Relational database management systems (RDBMS) became popular among businesses in 1980’s due to their ability to conveniently store and retrieve data related to a business’ customers, employees, projects, sales etc. Though relational databases are still quite relevant, a massive growth in the amount of data generated over the last decade has provided businesses a plethora of opportunities to improve their services by shifting towards data driven business decision making. This, in turn, has led to a rise in the popularity of graph databases. As relational databases grow exponentially in terms of complexity due to complex relations between the various entities, execution of relational queries becomes a herculean task. Complex relational queries involve several join operations which can take an insanely high amount of time to run and are pretty expensive to run in real time.
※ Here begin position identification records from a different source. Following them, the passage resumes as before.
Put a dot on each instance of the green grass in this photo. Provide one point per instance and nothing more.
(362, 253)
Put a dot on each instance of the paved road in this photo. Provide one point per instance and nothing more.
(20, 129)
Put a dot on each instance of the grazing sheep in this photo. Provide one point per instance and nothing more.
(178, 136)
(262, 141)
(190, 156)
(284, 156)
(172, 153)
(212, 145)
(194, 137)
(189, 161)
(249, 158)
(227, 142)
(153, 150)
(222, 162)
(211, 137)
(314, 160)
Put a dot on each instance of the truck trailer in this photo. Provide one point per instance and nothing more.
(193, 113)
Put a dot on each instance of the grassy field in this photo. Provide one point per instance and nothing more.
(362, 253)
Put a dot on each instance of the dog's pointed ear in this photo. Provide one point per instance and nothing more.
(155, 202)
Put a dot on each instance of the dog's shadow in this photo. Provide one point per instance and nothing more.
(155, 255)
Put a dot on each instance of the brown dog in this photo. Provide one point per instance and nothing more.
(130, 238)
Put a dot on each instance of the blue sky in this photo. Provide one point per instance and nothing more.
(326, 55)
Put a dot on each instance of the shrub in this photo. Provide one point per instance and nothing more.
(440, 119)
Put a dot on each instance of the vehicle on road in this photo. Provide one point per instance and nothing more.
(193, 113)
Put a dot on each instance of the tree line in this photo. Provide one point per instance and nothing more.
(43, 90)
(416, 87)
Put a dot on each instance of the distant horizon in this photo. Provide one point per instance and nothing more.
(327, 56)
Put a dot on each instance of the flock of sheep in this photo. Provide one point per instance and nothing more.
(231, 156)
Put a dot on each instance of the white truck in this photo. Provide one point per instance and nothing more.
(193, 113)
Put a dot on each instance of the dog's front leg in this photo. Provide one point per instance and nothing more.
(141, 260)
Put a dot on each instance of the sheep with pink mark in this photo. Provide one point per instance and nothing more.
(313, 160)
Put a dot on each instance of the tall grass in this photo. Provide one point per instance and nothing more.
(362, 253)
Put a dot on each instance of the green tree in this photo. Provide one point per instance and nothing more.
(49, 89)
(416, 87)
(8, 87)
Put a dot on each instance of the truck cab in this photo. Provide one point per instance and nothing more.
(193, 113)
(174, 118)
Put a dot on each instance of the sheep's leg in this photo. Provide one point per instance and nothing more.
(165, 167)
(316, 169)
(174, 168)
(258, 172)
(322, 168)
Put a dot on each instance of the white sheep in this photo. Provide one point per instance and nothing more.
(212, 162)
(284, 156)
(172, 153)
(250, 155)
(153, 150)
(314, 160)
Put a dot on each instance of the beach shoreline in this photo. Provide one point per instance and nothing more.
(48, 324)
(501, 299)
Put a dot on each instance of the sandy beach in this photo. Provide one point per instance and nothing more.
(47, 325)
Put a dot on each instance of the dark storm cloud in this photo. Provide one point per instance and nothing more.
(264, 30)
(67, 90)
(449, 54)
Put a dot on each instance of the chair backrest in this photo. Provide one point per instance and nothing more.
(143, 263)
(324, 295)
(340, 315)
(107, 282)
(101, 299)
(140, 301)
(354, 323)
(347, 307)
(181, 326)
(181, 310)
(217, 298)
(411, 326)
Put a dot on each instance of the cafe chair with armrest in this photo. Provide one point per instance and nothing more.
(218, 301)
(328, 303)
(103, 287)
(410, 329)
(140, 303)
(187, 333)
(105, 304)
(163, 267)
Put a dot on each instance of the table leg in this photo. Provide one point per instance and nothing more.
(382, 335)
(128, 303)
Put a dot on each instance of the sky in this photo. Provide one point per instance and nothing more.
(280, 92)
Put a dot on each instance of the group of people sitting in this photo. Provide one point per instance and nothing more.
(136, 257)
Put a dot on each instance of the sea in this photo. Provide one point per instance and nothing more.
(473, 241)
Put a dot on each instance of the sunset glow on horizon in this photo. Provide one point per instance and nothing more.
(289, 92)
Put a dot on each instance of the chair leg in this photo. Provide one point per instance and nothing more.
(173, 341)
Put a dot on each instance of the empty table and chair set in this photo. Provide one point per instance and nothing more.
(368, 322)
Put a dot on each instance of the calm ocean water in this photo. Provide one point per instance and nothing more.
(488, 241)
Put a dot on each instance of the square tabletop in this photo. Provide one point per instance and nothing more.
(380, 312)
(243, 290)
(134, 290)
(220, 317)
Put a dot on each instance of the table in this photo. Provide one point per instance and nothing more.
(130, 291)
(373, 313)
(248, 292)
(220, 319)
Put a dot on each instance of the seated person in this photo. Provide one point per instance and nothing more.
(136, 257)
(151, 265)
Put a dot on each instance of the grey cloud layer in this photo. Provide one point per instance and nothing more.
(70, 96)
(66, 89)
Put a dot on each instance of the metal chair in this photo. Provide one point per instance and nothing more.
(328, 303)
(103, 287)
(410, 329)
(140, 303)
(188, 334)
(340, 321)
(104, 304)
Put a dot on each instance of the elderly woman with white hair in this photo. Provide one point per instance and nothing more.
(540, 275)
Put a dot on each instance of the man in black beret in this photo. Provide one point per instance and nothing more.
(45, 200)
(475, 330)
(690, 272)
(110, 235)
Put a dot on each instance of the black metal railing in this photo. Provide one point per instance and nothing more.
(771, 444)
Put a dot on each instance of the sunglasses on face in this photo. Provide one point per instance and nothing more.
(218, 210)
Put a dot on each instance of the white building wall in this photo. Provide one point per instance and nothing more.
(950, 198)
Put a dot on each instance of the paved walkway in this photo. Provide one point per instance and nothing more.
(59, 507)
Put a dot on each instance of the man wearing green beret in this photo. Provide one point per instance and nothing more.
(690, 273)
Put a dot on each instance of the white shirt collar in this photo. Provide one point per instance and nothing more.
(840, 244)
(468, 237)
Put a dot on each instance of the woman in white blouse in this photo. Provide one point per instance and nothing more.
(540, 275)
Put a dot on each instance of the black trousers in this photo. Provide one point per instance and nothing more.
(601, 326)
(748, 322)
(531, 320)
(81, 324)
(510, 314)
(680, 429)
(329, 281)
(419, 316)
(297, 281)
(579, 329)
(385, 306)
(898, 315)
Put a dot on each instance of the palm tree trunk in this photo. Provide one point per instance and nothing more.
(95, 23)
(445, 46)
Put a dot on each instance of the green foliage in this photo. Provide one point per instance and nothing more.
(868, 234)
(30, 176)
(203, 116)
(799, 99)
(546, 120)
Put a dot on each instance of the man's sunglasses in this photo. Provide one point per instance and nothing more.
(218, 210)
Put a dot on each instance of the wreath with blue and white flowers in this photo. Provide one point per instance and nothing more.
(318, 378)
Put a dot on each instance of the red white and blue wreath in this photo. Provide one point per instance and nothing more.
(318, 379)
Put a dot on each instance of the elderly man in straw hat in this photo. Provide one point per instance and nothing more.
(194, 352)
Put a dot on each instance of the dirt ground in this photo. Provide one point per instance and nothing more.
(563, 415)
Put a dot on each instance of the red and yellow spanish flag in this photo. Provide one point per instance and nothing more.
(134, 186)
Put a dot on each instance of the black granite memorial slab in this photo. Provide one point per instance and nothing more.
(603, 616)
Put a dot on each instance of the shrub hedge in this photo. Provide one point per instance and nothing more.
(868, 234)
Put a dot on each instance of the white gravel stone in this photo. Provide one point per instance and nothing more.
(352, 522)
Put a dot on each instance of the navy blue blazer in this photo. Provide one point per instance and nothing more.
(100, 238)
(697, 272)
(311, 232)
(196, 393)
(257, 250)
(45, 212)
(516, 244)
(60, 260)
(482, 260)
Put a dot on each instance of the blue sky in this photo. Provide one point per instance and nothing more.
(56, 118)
Here’s where graph databases come handy. Graph databases, as the name suggests, use graph technology to deliver high performance and flexibility. Thanks to their agility, graph databases model the dynamic real world scenarios quite comfortably. Companies often have to adapt to unprecedented changes in the market and industry, and graph databases are capable of adapting to such changes much quicker than traditional RDBMS, largely due to their schema-free approach. In simpler words, a graph database allows business leaders to make decisions without worrying too much about how quickly their database will be able to adapt to those changes.
Graph databases are designed to take advantage of connected data, which is exactly where traditional RDBMS falls short. Connected data helps companies understand their customers’ requirements and preferences in great depth. As the data generated grows exponentially with time, businesses can leverage this data to get business insights and provide relevant recommendations in real time. Bigger datasets give better insights.
Large scale businesses which generate a large amount of data everyday have shifted to graph databases to customize their user experience and increase customer satisfaction. In other words, you can ‘ask’ graph databases complex questions related to just about anything about your business. The database uses graph algorithms to traverse complex relations in the data and is likely to present insights about your business which you might not even have thought of before. All this can be done in real time.
Convenient data accessibility is one of the key reasons why machine learning engineers and data scientists prefer using graph databases. Simple query languages for graph databases add to the ease of accessing data. Data analytics becomes a lot simpler when using graph databases.
Graph databases have been adopted quite widely among large scale businesses. Walmart and eBay, for example, use graph database to provide real time product recommendations to their customers. Graph databases enable tracking of complex supply chain networks. In conclusion, we can say that with the rise of big data, several large scale businesses have switched to graph databases, considering the massive benefits which they provide over relational databases.